The canonical failure mode: simultaneous leader + follower-quorum memory loss before flush → committed writes are lost. This is the same failure mode classic Kafka deployments have accepted for a decade.

When to enable

Write caching is the broker-side mitigation when client-side batching tuning is unavailable — the explainer names three canonical cases:

  • "your architecture makes it hard to do client-side tuning"
  • "change the producer behavior"
  • "adjust topic and partition design"

For fleets where the producer is owned by a different team, where clients span languages / runtimes with inconsistent defaults, or where partition count is locked by a downstream ordering contract, write caching is the single-switch path to reclaim the small-batch performance lost at the producer.

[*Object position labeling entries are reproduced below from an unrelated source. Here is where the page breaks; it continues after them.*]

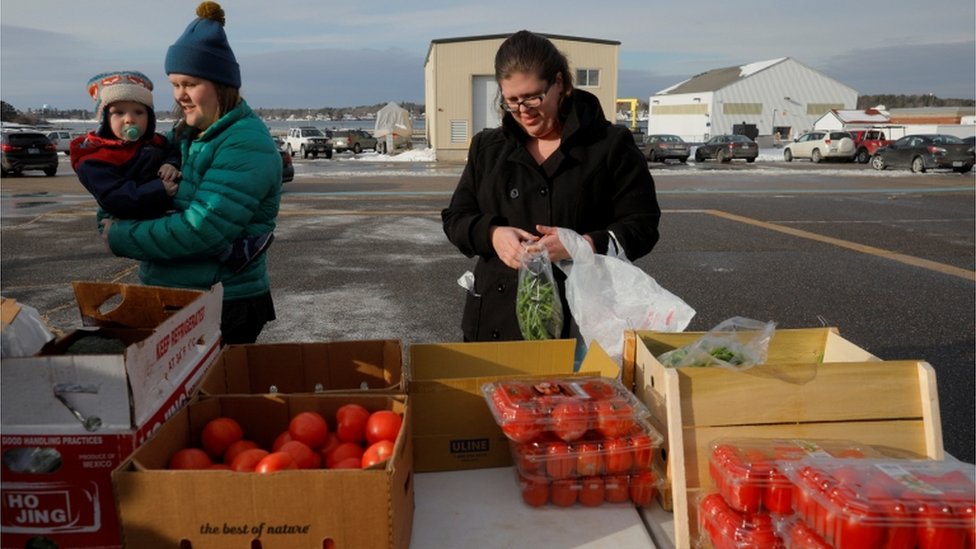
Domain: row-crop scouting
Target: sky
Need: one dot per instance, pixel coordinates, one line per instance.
(329, 54)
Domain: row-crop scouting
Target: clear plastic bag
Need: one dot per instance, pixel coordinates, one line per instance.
(609, 296)
(737, 343)
(538, 306)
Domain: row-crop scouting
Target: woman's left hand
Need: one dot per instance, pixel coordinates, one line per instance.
(550, 241)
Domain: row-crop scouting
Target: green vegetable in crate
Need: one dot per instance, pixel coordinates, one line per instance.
(538, 306)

Storage-controller analogy

The post draws the analogy verbatim:

"This is similar to how a storage controller might take many small writes and assemble them into a single large write to preserve storage IOPS capacity."

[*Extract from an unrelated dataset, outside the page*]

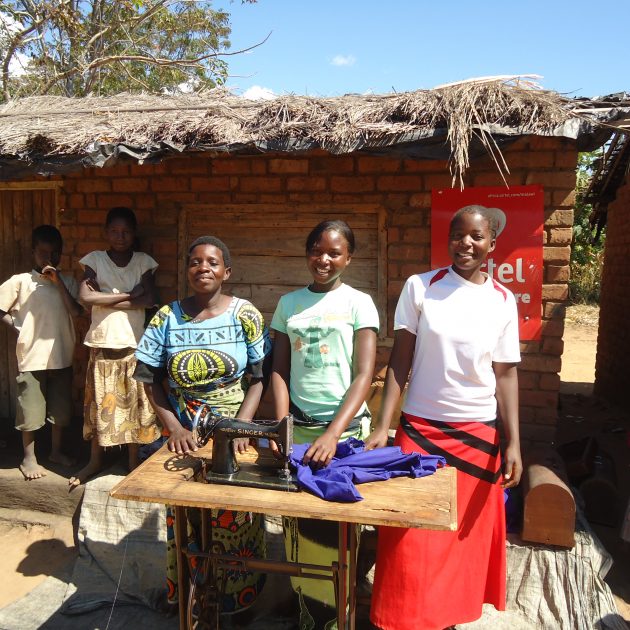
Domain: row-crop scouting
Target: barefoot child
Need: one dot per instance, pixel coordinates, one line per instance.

The mechanism is the same re-batching pattern the Linux page cache, hardware RAID controllers, and enterprise storage arrays all implement — a write-back cache that amortises the per-write fixed cost of the backing medium by coalescing in-memory.

Seen in

  • sources/2025-04-23-redpanda-need-for-speed-9-tips-to-supercharge-redpanda — canonicalises the hardware-shortfall trigger for enabling write caching: when local NVMe isn't available ("SSDs, spinning disks, SAN, remote storage — anything other than locally attached NVME"), write caching becomes the canonical mitigation. Complements Kinley 2024-11-26's organisational framing (producer team not tunable) — the same primitive solves two distinct classes of problem. Reaffirms acks=all as the mandatory companion to preserve the quorum-memory durability guarantee; suggests multi-AZ to reduce blast-radius exposure.
  • sources/2024-11-26-redpanda-batch-tuning-in-redpanda-to-optimize-performance-part-2 — canonical wiki source. Default vs. write-caching state machine; durability-equivalence-to-legacy-Kafka framing; storage-controller analogy; enumerates the three client-side-untunable cases.